What does our brain undergo to process stimuli?



• Psychophysics: studying the relationship  between physical stimuli and the  

sensations they evoke in the human  observer- Different for individuals

• Relationship between Sensation and  Perception 

• Stimulus: thing that you are detecting  ex. a flower

• Sensation: any incoming information the detection ex. smell

• Sensory Coding: Sensory receptors  firing- converting info so brain can  understand ex. nose smelling  If you want to learn more check out How was the first hypothesis tested?

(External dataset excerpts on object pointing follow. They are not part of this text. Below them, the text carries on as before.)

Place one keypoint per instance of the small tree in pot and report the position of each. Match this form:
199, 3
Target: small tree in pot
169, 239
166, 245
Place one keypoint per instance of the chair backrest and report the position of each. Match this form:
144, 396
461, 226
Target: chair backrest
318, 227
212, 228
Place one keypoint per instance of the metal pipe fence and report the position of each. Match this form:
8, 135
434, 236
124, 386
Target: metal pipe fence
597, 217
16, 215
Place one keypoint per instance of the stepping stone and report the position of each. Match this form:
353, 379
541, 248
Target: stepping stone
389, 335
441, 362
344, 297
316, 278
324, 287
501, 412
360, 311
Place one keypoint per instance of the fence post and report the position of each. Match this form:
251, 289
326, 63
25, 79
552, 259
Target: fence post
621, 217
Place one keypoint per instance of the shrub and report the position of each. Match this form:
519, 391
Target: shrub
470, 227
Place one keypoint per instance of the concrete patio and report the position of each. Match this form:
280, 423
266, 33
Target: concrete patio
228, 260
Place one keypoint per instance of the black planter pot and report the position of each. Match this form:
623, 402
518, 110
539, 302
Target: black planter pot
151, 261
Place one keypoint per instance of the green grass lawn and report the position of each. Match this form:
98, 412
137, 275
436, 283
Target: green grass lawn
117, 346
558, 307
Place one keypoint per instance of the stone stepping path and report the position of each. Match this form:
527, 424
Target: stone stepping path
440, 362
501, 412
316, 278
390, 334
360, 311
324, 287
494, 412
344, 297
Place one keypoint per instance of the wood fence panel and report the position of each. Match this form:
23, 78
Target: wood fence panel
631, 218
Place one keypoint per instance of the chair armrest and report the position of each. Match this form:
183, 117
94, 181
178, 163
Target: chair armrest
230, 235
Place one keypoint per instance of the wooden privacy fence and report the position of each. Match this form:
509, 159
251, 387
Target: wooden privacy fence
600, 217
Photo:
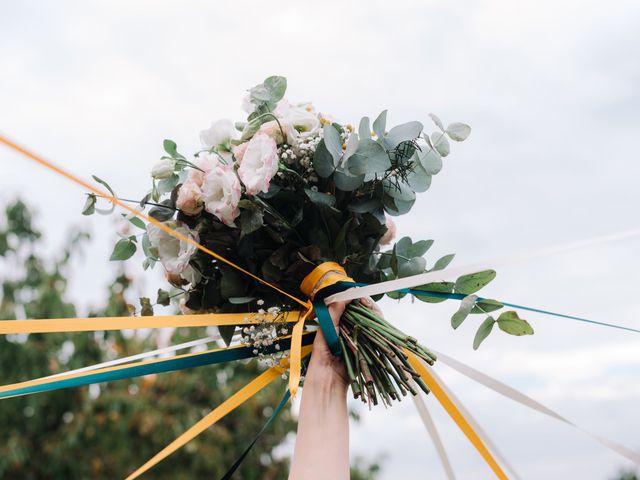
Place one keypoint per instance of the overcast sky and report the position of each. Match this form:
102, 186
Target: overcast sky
551, 89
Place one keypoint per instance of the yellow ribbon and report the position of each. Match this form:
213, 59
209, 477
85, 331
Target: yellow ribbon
142, 215
237, 399
455, 414
121, 323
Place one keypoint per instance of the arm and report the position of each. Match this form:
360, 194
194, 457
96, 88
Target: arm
322, 443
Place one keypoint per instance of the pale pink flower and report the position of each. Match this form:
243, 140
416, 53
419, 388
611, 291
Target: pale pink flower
189, 199
390, 234
259, 164
206, 162
272, 129
238, 151
221, 193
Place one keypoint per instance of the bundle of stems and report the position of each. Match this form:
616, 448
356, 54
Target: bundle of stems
373, 352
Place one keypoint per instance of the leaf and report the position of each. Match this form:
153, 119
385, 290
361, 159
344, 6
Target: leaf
380, 123
90, 205
483, 332
333, 143
419, 248
163, 298
414, 266
369, 158
320, 198
251, 219
123, 250
277, 86
323, 162
226, 332
138, 223
437, 121
346, 182
486, 305
364, 130
440, 143
510, 323
439, 287
475, 281
170, 147
458, 131
464, 310
147, 308
443, 262
402, 133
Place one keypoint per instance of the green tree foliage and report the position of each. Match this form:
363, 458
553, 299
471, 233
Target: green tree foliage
109, 431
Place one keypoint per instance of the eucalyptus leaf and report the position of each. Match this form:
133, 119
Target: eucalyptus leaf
323, 161
415, 266
439, 287
486, 306
440, 143
320, 198
369, 158
512, 324
475, 281
90, 205
380, 123
333, 143
402, 133
364, 130
123, 250
437, 121
466, 305
443, 262
458, 131
347, 182
483, 332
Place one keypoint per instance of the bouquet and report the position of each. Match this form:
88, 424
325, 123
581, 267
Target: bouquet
295, 197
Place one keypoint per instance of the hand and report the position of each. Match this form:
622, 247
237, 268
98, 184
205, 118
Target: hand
324, 365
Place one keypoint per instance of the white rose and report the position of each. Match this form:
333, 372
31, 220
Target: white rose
189, 199
221, 193
259, 164
300, 120
219, 135
163, 169
174, 254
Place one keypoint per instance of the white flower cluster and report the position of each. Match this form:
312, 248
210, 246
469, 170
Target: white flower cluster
264, 334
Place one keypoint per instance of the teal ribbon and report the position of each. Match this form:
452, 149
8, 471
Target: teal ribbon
168, 365
276, 411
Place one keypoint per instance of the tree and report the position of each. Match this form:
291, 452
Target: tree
109, 430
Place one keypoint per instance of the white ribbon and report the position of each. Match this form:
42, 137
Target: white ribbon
527, 401
429, 424
474, 424
449, 274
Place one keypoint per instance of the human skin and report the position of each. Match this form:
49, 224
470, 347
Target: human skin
322, 444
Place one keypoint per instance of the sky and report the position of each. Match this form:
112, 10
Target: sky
551, 90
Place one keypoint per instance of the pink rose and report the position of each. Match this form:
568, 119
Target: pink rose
390, 234
189, 198
259, 164
221, 193
238, 151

• Perception: Brain deciding- ex. flower  smells good

• Sensation vs Perception:


When does sensory adaptation happen?



• Sen.— sensory input received thorough  the senses- the detection

• Perception— mental process of  If you want to learn more check out What kinds of changes occur during metamorphism?

organizing sensations

• Vision- Optic nerve

• Hearing- Auditory nerve

• Taste: facial, glossopharyngeal, vagus • Smell- olfactory If you want to learn more check out What are examples of projected resources?

• Touch- Cranial nerves above neck, spinal  nerves below neck

• Absolute Threshold: lowest amount of  stimuli that a person can detect 50% of the  time

• Different Threshold/ Noticeable Threshold: minimum detectable differences between 2  stimuli that can be observed

• Terminal Threshold: too much, can cause  physical pain/ damage to sensory  


What is the basis of the muller-lyer illusion?



receptors and neurons

• Sensory Adaptation: decrease in sensory  responses to unchanging stimulus—> how  you don’t notice smells anymore

• Sensory Analysis: separation of sensory  information into important elements—  trying to make sense of world

• Popup Effect: ability to notice things  different in environment because it is  different Don't forget about the age old question of How a chemist speeds a reaction: increase temperature to go over barrier?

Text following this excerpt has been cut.